I want to spend the next year becoming more comfortable being alone with myself without noisy, meaningless props, like Netflix, which I have these past four bitter years used like drugs to distract me. I want to work on my human self, concentrating on reading and writing, exercise and nutrition, and peaceful living. I think this relatively simple plan for my un-gilded year of quiet, is just what the doctor ordered (or at least it is what this particular doctor of philosophy has ordered!). Over the coming year, I will purchase only necessary consumables and used books required for my professional work and scholarship; and I will only replace broken household or worn-out personal items I absolutely need and use (like a toaster or running shoes). I do not expect my plan to solve my problems, counsel my heartache, or fix my human deficiencies, but I do hope the living out of the plan will simplify my daily life and enrich the experiences that come along the way.
My survival is a work in progress. My life is a work in progress. My life, like any life, is a lifelong journey, and 2019 will be just another path along the way.
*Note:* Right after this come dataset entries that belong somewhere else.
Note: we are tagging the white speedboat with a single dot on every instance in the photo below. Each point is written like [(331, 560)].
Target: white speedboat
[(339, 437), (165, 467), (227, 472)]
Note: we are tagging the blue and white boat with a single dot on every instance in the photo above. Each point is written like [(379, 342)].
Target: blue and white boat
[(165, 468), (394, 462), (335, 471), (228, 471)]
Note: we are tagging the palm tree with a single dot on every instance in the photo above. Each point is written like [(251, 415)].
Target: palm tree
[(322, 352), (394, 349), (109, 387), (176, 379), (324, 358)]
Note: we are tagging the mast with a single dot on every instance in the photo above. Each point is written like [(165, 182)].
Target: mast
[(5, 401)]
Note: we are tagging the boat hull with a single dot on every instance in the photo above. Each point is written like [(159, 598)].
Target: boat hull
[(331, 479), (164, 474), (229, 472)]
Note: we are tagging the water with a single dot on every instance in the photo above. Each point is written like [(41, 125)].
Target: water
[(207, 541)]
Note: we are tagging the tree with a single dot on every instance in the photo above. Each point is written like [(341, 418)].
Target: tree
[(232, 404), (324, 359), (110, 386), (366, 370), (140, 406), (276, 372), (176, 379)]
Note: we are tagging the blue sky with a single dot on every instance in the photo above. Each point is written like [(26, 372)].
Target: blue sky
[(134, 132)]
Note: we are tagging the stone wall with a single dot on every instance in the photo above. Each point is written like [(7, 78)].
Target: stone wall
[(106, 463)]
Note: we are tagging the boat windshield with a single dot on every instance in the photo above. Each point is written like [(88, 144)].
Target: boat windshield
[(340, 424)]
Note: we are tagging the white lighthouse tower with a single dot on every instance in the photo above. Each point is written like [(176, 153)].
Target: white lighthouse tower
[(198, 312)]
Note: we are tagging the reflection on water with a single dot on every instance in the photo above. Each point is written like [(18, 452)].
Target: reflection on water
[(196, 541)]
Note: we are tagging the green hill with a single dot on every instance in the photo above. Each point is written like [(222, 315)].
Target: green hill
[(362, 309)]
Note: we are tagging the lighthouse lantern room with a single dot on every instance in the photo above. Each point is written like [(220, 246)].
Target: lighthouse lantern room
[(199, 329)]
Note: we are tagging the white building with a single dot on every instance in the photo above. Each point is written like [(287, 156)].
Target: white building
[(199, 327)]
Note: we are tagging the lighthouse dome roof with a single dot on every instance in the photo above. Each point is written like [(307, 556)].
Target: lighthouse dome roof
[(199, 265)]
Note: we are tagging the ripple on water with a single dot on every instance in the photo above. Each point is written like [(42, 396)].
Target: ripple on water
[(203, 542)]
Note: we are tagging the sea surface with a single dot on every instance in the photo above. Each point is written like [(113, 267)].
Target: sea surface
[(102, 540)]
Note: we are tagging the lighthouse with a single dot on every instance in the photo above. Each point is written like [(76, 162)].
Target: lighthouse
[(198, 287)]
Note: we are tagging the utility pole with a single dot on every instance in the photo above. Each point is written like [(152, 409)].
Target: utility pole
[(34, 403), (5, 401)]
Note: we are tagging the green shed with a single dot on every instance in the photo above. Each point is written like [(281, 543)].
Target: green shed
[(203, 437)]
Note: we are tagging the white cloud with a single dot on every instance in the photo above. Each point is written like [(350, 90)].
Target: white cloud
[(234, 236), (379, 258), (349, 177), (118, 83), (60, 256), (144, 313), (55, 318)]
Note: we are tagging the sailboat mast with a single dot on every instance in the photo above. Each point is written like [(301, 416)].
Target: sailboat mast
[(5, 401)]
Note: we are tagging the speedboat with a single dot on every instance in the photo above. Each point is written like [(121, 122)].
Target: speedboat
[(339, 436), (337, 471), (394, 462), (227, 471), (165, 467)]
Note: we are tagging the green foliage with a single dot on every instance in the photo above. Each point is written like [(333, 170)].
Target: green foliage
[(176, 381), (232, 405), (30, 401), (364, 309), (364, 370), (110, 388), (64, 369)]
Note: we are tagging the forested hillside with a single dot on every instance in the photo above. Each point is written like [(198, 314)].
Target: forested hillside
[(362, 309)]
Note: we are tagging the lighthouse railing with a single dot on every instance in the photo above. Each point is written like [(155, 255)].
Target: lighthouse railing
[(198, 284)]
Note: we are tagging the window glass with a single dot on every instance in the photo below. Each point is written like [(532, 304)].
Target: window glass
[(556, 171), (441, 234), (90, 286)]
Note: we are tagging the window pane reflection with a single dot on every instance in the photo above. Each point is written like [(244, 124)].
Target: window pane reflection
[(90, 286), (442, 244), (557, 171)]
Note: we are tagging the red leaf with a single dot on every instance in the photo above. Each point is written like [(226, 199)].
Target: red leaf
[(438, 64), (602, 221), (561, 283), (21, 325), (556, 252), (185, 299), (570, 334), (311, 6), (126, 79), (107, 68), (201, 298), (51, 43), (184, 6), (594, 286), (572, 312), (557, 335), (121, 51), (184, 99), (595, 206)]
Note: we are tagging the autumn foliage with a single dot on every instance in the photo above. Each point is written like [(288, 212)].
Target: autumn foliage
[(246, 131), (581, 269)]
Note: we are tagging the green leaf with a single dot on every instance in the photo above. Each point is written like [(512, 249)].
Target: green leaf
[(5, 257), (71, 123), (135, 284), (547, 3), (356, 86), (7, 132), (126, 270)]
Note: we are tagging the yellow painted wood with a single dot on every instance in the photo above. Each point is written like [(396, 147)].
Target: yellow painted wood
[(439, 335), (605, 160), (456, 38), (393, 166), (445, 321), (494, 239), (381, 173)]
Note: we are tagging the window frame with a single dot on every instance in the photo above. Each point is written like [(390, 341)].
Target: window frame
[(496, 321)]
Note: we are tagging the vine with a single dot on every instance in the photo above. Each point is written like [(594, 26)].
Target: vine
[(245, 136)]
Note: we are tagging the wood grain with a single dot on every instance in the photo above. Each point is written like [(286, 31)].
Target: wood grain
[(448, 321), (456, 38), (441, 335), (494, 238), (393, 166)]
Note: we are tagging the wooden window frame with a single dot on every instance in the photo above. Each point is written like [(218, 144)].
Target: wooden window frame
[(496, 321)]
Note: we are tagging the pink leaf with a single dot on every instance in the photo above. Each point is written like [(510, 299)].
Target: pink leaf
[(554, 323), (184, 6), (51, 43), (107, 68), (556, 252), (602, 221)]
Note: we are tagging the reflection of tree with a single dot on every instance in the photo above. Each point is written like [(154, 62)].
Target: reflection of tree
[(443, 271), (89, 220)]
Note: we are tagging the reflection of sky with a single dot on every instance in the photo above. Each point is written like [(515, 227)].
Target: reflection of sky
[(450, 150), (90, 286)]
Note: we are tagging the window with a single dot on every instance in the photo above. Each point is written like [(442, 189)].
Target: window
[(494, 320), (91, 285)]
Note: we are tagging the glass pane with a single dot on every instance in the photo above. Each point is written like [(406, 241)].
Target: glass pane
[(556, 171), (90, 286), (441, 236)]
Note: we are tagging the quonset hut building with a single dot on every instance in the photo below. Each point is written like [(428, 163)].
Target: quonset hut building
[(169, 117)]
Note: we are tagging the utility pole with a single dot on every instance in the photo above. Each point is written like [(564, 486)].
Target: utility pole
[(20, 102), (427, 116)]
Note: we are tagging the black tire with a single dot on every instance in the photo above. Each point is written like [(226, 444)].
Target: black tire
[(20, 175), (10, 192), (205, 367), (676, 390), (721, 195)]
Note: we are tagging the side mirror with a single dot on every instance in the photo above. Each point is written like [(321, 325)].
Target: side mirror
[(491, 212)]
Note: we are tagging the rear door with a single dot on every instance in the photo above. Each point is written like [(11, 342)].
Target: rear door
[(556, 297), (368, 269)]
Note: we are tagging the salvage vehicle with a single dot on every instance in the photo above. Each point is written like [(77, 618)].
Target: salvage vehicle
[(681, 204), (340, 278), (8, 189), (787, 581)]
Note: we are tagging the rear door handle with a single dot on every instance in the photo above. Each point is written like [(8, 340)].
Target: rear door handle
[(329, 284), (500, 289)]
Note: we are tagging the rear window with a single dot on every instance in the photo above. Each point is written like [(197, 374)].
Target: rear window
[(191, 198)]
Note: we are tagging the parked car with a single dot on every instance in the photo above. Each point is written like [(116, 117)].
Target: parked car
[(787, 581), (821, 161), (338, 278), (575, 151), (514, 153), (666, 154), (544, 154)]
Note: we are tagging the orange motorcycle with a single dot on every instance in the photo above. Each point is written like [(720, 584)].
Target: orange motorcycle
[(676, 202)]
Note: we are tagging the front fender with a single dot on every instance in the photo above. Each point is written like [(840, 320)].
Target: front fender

I still need my sweet Savannah and my family to be healthy and hopeful roots, grounding me to the earth. I still need the broad and generous shoulders of old friends upon which to lean on my bad days. I still need the sweet, daily devotion of my beloved, cuddly dogs to soothe my troubled soul. But I also need to get a little closer to making my own inner peace, building up my own quiet strength, defining the parameters of my own survival, and finding contentment in the world standing on my own two feet.
I hope, and I think I am right to believe, that in spending the next twelve months living life with more deliberate purpose, by slowing things down a bit, and by relying not on material comforts but on meaningful experiences, I might just unravel some of the mysteries of personal contentment. I am going to try to help myself get stronger and healthier in my body, in my heart, in my mind, in my confidence, and in my very being. I think all of this is good work, and no matter how successful it may actually be, I think it will lead me a little closer at least to finding my own, more permanent solace. The poet David Whyte defines solace as “the beautiful imaginable home we make where disappointment can go to be rehabilitated.” During my year of un-gilded quiet, I intend to make that home in the chambers of my very own heart, fueled by the power of my own inner strength, and contented enough within myself to let the year unfold as it may.
P.S. Dear Mack, as with each and every single thing I do, you are the inspiration.